In the case, photographer Goldman accused numerous websites, including Time, Yahoo, Vox Media, the Boston Globe, Gannett, and Breitbart, of copyright infringement by publishing articles in 2016 that linked to a newsworthy photo he had shot of Brady. Although the linkage was circuitous (the photo was originally shared by Goldman on Snapchat and that was retweeted by someone else; that tweet was ultimately embedded by the web sites) the judge sided with Goldman and rejected the news outlets’ defense, holding them liable.

The companies being sued argued that the pages themselves didn’t directly include the photo, they simply asked Twitter to make those images appear. The judge rejected that distinction, narrowly interpreting the so-called “server test”, which says that web publishers could link to full-sized copyrighted images as long as they’re stored on someone else’s server. The “server test” had been the basis upon which many content publishers have relied when posting embedded links.

The “server test” ruling has been in effect for over ten years and embedding tweets and other embedded content has been a standard, accepted practice ever since.

However, according to Judge Forrest’s ruling, there is a distinction between a search engine such as Google, where the user takes an active role in searching for an image and a news site, which is more passive. “Google’s search engine provided a service whereby the user navigated from webpage to webpage, with Google’s assistance,” she wrote. “This is manifestly not the same as opening up a favorite blog or website to find a full color image awaiting the user, whether he or she asked for it, looked for it, clicked on it, or not.”

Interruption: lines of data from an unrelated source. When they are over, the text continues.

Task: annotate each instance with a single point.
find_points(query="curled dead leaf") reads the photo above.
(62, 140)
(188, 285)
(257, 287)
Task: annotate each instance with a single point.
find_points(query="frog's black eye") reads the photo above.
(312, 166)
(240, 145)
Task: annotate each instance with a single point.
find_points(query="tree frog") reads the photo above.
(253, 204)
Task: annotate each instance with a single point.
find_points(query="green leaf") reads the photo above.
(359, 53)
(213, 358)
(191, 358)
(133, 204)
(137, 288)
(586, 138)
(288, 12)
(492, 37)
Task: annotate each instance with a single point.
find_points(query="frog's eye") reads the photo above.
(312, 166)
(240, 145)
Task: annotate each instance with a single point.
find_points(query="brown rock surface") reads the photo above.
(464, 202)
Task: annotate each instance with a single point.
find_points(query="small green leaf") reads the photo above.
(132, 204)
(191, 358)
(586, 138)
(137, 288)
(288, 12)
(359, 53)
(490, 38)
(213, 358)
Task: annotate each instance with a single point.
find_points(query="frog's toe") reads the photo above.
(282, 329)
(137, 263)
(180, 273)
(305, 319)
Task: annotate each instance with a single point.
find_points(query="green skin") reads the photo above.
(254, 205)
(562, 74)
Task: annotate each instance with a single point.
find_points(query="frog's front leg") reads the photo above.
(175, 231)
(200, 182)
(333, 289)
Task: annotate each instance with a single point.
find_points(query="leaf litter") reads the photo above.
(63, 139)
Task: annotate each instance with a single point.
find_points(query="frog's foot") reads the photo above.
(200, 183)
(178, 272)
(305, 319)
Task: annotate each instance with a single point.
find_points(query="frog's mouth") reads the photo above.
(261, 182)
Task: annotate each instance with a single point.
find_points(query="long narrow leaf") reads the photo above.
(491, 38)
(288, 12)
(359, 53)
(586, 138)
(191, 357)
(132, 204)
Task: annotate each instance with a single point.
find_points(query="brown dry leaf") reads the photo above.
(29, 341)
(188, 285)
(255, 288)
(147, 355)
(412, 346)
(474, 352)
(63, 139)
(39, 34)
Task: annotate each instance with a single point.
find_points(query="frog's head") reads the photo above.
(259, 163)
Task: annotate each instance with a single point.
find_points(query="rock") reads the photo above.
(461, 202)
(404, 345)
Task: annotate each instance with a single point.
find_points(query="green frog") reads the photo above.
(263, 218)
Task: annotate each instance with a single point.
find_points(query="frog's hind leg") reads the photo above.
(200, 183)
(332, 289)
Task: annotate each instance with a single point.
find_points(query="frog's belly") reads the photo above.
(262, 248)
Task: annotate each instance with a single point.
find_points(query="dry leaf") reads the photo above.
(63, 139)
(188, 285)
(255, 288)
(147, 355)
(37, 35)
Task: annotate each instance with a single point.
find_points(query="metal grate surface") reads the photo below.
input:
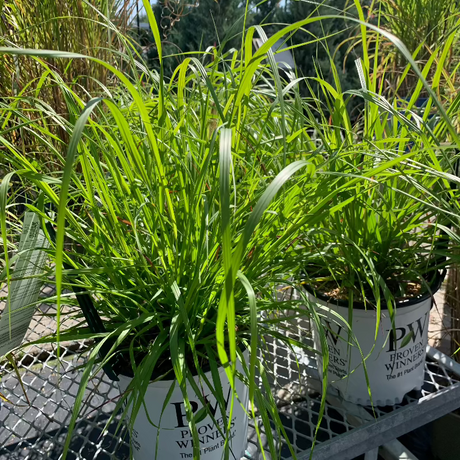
(36, 428)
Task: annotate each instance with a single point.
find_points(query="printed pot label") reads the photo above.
(175, 439)
(396, 364)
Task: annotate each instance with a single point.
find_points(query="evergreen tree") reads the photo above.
(210, 23)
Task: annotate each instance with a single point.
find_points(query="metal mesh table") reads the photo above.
(36, 429)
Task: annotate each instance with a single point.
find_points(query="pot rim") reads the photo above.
(440, 275)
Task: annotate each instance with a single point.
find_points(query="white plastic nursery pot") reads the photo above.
(175, 440)
(396, 364)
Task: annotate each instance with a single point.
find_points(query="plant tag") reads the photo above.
(24, 290)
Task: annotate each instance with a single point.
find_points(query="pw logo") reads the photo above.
(401, 336)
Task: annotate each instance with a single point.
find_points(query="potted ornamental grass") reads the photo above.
(380, 259)
(184, 202)
(165, 223)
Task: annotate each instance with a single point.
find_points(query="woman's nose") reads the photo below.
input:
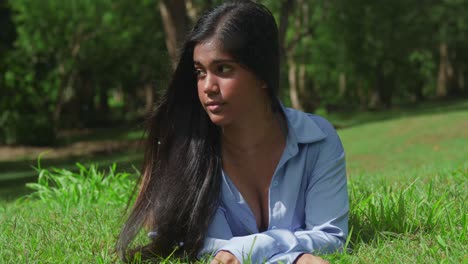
(211, 85)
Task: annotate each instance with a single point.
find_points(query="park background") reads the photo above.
(78, 78)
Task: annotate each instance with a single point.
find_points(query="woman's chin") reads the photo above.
(219, 120)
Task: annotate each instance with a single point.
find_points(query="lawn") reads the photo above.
(408, 187)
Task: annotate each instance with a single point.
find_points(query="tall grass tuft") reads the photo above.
(86, 186)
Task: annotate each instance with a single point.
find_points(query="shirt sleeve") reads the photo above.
(326, 217)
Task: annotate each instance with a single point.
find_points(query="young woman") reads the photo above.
(228, 170)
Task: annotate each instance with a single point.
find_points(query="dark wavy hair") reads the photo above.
(181, 176)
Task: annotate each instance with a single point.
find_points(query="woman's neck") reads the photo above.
(254, 133)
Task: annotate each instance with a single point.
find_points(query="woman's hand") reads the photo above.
(225, 257)
(310, 259)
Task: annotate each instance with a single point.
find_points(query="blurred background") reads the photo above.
(78, 77)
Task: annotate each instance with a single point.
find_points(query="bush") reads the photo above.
(68, 189)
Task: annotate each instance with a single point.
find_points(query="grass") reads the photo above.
(407, 184)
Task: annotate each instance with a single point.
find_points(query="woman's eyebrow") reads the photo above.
(216, 61)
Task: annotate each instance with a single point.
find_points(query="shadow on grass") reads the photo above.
(347, 119)
(15, 174)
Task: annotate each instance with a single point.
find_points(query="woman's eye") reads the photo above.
(224, 68)
(199, 73)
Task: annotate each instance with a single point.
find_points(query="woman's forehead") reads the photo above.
(210, 51)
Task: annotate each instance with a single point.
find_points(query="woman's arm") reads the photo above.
(326, 216)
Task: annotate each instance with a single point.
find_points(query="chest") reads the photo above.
(252, 177)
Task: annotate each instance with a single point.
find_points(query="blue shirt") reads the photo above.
(308, 200)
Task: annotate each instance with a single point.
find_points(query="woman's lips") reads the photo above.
(214, 107)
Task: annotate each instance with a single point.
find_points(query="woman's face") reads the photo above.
(227, 91)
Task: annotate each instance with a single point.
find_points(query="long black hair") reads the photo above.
(181, 177)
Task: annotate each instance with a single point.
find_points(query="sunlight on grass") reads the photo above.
(407, 186)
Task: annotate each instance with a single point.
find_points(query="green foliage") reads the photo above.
(400, 210)
(66, 57)
(67, 189)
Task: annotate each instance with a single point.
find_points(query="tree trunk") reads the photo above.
(286, 9)
(149, 98)
(445, 70)
(174, 16)
(293, 85)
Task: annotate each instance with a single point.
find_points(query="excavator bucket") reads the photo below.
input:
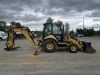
(88, 47)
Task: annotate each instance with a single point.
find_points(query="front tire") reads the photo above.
(73, 48)
(49, 46)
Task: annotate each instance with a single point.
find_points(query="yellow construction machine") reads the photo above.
(52, 39)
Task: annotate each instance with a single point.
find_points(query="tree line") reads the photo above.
(88, 32)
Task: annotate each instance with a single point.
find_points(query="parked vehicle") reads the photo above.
(3, 35)
(80, 35)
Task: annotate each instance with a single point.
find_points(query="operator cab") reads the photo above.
(54, 29)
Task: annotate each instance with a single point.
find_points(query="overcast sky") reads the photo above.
(33, 13)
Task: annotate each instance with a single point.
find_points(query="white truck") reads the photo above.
(3, 35)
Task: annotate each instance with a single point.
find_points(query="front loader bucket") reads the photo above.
(88, 47)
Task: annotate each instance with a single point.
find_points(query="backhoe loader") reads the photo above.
(52, 39)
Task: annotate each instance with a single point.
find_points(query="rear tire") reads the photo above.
(49, 46)
(73, 48)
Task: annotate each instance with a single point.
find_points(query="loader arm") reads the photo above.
(25, 31)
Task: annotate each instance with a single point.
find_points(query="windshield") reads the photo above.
(56, 29)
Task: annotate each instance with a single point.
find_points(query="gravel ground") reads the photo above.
(23, 62)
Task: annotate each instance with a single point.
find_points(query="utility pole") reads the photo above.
(83, 22)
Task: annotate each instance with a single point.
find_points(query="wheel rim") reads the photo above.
(73, 48)
(50, 46)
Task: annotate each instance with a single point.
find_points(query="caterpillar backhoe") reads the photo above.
(53, 38)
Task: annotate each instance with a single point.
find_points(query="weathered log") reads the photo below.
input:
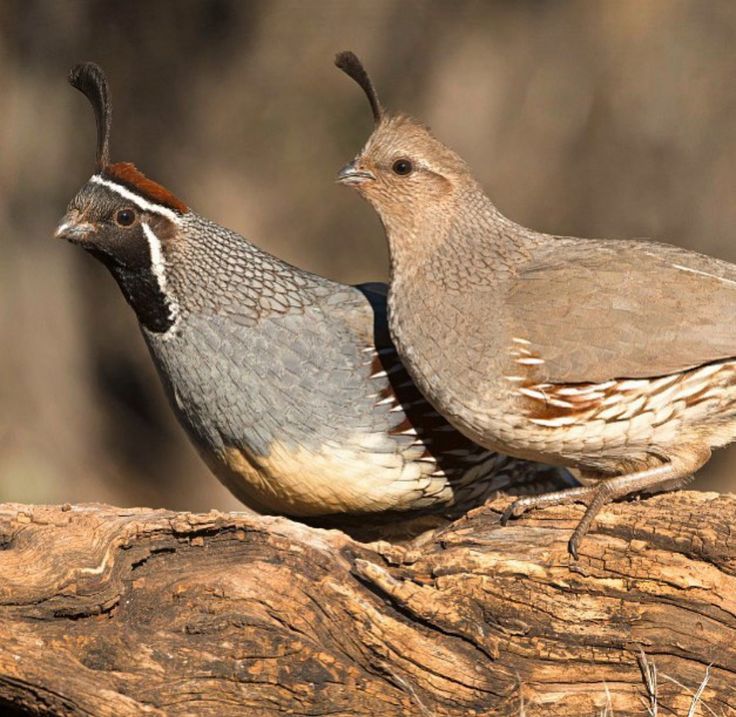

What does this mean for photographers? You may now have a stronger legal case against online publications that embed your photo without your permission.

However, according to the Electronic Frontier Foundation, which advocates for a freer Internet, an appeal is likely. “We hope that today’s ruling does not stand,” notes the EFF on their website. “If it did, it would threaten the ubiquitous practice of in-line linking that benefits millions of Internet users every day.”